- Born: 2003 or 2004 (age 22–23)
- Occupations: Charity walker, men's mental health activist, waiter

= Craig Ferguson (charity walker) =

Scottish charity walker

Craig Ferguson (born 2003/2004) is a Scottish charity walker, men's mental health activist and waiter.

In 2024, Ferguson helped spread awareness for men's mental health and suicide prevention for the charity organization Brothers In Arms, by walking 1,000 miles from Hampden Park in Glasgow to Germany, to attend the opening match of Germany and Scotland at the UEFA Euro 2024, raising over £78 thousand pounds for the awareness. According to BBC News, he was shortlisted for Fan of the Year by FIFA.
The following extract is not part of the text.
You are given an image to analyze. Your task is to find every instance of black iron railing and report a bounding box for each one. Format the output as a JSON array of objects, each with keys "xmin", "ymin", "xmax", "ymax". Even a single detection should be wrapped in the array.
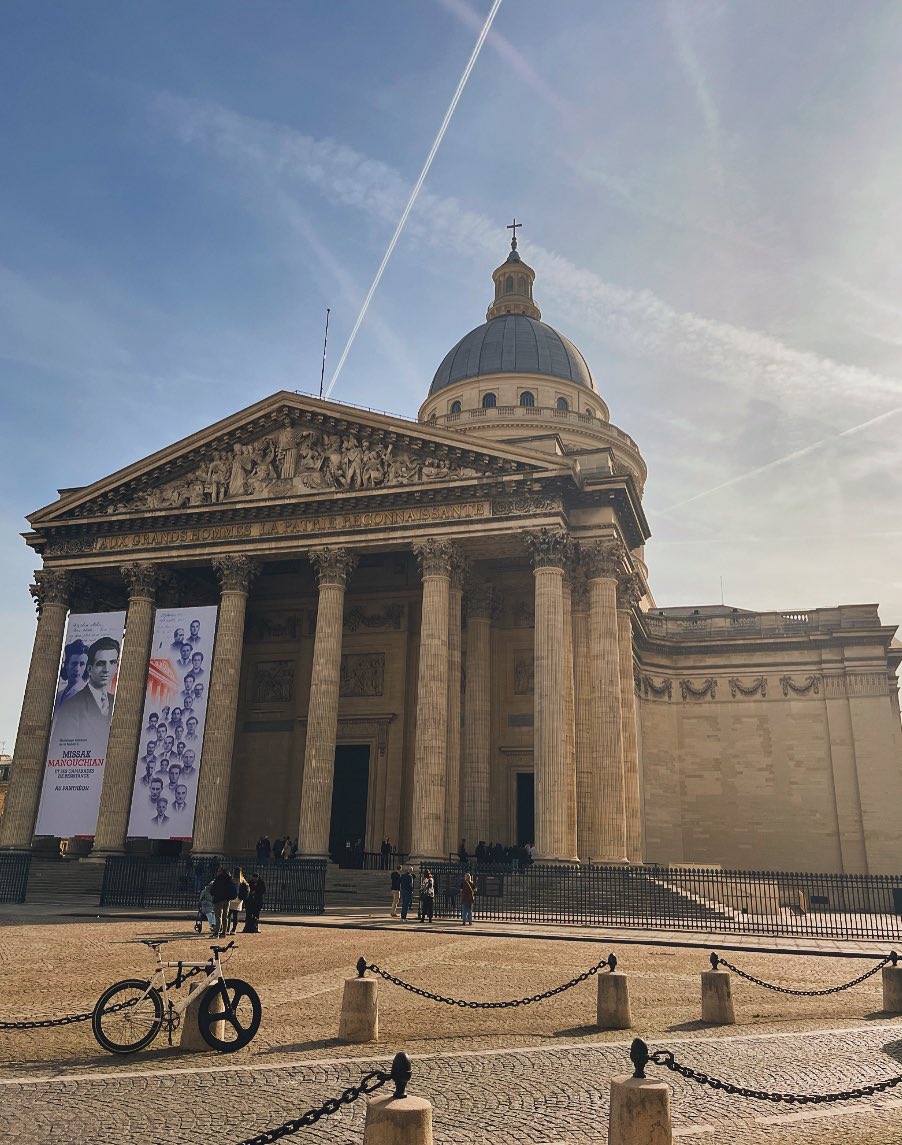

In 2026, Ferguson helped spread awareness for the charity organization Scottish Action for Mental Health, by walking 3,000 miles with a kilt from Santa Monica Pier in Santa Monica, California to Boston, Massachusetts, to attend the opening match of Scotland and Haiti at the 2026 FIFA World Cup, raising over £1 million pounds. His awareness by praised by Scotland’s prime minister John Swinney, who stated: “I have been hugely impressed by Craig's inspirational campaign to raise funds for SAMH, one of Scotland's leading mental health charities”.